This information comes from the magazine,
Business Week, May, 2006:
“From heart surgery to prostate care, the
medical industry knows little about which
treatments really work.”
Dr. David Eddy is a heart surgeon and
health-care economist. He started investigating
common treatments for various health conditions
to find out if they really worked. “The problem
is that we don’t know what we are doing,” he
says.
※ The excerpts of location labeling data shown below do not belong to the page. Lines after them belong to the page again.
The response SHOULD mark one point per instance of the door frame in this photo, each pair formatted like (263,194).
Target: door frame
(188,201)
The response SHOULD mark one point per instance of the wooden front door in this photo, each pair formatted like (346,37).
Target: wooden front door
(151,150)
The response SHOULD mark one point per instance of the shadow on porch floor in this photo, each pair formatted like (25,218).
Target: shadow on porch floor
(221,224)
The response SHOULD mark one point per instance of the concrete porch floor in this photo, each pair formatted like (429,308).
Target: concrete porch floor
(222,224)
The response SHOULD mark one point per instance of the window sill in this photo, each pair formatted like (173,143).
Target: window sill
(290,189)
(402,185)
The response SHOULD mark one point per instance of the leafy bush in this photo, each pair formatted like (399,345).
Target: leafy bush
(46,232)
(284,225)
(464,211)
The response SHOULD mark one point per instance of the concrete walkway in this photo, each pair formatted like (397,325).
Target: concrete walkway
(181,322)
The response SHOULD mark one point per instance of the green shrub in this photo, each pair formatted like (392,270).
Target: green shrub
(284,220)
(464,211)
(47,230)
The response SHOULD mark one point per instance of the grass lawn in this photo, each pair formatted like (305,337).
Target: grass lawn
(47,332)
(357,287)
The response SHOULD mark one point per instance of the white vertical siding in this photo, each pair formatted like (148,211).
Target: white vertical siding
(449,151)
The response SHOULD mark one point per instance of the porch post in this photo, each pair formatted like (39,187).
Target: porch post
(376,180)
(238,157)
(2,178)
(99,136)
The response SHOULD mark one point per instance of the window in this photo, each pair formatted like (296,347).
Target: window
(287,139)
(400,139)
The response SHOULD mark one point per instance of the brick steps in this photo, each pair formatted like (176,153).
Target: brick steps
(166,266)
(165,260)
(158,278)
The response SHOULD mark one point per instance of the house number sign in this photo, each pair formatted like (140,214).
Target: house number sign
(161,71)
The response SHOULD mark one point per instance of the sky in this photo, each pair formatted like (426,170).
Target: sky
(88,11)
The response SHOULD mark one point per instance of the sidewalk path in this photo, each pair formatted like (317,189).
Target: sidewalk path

Even today, with a high-tech health-care
system that costs the nation $2 trillion a year,
there is little or no evidence that many widely
used treatments and procedures actually work
better than cheaper alternatives.
This judgment pertains to a shocking number of
conditions or diseases, from cardiovascular woes
to back pain to prostate cancer. During his
long career proving that the practice of
medicine is more guesswork than science, Eddy
has repeatedly punctured cherished physician
myths. He showed, for instance, that the annual
chest X-ray was worthless, over the objections
of doctors who made money off the regular
visit. He proved that doctors had little clue
about the success rate of procedures such as
surgery for enlarged prostates. He traced one
common practice-preventing women from giving
birth vaginally if they had previously had a
cesarean-to the recommendation of one lone
doctor. Indeed, when he began taking on
medicine’s sacred cows, Eddy liked to cite a
figure that only 15% of what doctors did was
backed by hard evidence. A great many doctors
and health-care quality experts have come to
endorse Eddy’s critique.
For example, Can you trust your doctor’s
recommendation to have surgery for an aching
back? Make sure you have all the facts.
Evidence says surgery does not fix the problem
over the long term any better than time,
chiropractic care and exercise. Pain clinics
are full of people who have had back surgery and
now are worse off. $325,000 is spent on spinal
fusion each year! I’ve always said Chiropractic
first, drugs second and surgery last!